About Us
Hi, I'm Delano, the creator of Onetime Secret. What started in 2012 as a simple, secure way to share sensitive information has grown beyond our wildest expectations. Over a decade later, we're facilitating the secure sharing of millions of secrets monthly, with use cases we never imagined.
The first half of 2024 has been our busiest period yet. We're grateful that people have continued to use and share our product for more than a decade. We're currently working on improvements that we think will make the service even more useful — we'll share more details soon.
True to our roots, our code remains open-source on GitHub. As we navigate the evolving landscape of digital privacy and security, we're committed to transparency and continual improvement.
Thank you for being part of our journey. Here's to another decade of secure, ephemeral sharing.
If you have any questions, there is a feedback form at the bottom of (almost) every page.
Happy sharing,
Delano
F.A.Q.
Why would I use this?
When you send people passwords and private links via email or chat, there are copies of that information stored in many places. If you use a Onetime link instead, the information persists for a single viewing which means it can't be read by someone else later. This allows you to send sensitive information in a safe way knowing it's seen by one person only. Think of it like a self-destructing message.
Why can't I send pictures or other kinds of files?
Our service is designed specifically for text-based secrets to ensure maximum security and simplicity. Files, especially images, can contain metadata that might unintentionally reveal information about the sender or recipient. By focusing on text, we can guarantee that no additional data is transmitted beyond what you explicitly type. If you need to share a file securely, we recommend using a dedicated secure file transfer service. We may consider adding support for files in the future if there are compelling use cases for it.
But I can copy the secret text. What's the difference?
True, but all you have is text. Images and other file types can contain metadata and other potentially revealing information about the sender or recipient. Again, this is simply to ensure that no private information is shared outside of the intended recipient.
Can I retrieve a secret that has already been shared?
Nope. We display it once and then delete it. After that, it's gone forever.
What's the difference between anonymous use and having a free account?
Anonymous users can create secrets that last up to 7 days and have a maximum size of 97.66 KiB. Free account holders get extended benefits: secrets can last up to 14 days and can be up to 976.56 KiB in size. Account holders also get access to additional features like burn-before-reading options, which allow senders to delete secrets before they're received.

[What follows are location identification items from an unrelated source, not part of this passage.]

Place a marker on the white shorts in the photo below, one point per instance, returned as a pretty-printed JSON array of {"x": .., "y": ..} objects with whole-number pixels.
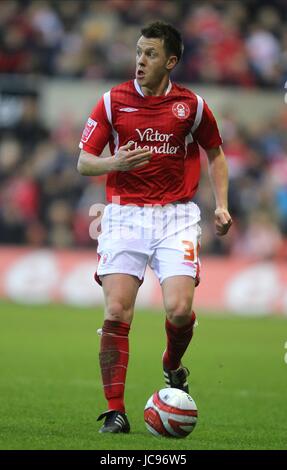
[{"x": 167, "y": 238}]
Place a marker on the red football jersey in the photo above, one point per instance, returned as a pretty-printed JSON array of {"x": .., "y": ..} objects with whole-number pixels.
[{"x": 171, "y": 126}]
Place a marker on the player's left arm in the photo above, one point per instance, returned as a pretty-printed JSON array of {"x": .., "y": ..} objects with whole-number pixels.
[
  {"x": 208, "y": 136},
  {"x": 218, "y": 174}
]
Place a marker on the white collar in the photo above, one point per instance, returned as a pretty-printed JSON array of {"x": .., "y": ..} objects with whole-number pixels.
[{"x": 139, "y": 90}]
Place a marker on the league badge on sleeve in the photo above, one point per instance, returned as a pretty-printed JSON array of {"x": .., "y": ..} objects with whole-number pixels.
[
  {"x": 181, "y": 110},
  {"x": 89, "y": 128}
]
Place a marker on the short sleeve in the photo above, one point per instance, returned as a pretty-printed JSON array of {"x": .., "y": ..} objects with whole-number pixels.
[
  {"x": 207, "y": 133},
  {"x": 97, "y": 130}
]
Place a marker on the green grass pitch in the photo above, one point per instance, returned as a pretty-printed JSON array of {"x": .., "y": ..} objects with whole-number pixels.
[{"x": 50, "y": 389}]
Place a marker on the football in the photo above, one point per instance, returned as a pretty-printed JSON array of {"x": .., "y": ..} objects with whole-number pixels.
[{"x": 170, "y": 412}]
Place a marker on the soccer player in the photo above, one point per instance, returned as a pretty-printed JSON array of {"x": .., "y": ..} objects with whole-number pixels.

How do you handle data requests from law enforcement or other third parties?
We designed our system with privacy in mind. We don't store secrets after they've been viewed, and we don't keep access logs beyond the minimum necessary. This means that in most cases, we simply don't have any data to provide in response to such requests. For more details, please review our privacy policy.
Why should I trust you?
We've designed our system with privacy and security as top priorities. Here's why you can trust us:
- We can't access your information even if we wanted to (which we don't). For example, if you share a password, we don't know the username or even the application it's for.
- If you use a passphrase (available under "Privacy Options"), we include that in the encryption key for the secret. We only store a bcrypt hash of the passphrase, making it impossible for us to decrypt your secret once it's saved.
- Our code is open source. You can review it yourself or even run your own instance if you prefer.
- We use industry-standard security practices, including HTTPS for all connections and encryption at rest for stored data.
How does the passphrase option work?
When you use a passphrase, we encrypt your secret on our servers using the passphrase you provide. We don't store the passphrase itself, only a bcrypt hash of it. This hash is used to verify the passphrase when the recipient enters it. Here's why this is secure:
- We never store the unencrypted secret or the passphrase.
- The bcrypt hash cannot be used to decrypt the secret.
- Without the original passphrase, the encrypted secret cannot be decrypted, even by us.
- This means that even if our servers were compromised, your secret would remain secure as long as the passphrase remains unknown.
Remember, the security of your secret depends on the strength of your passphrase and how securely you communicate it to the recipient.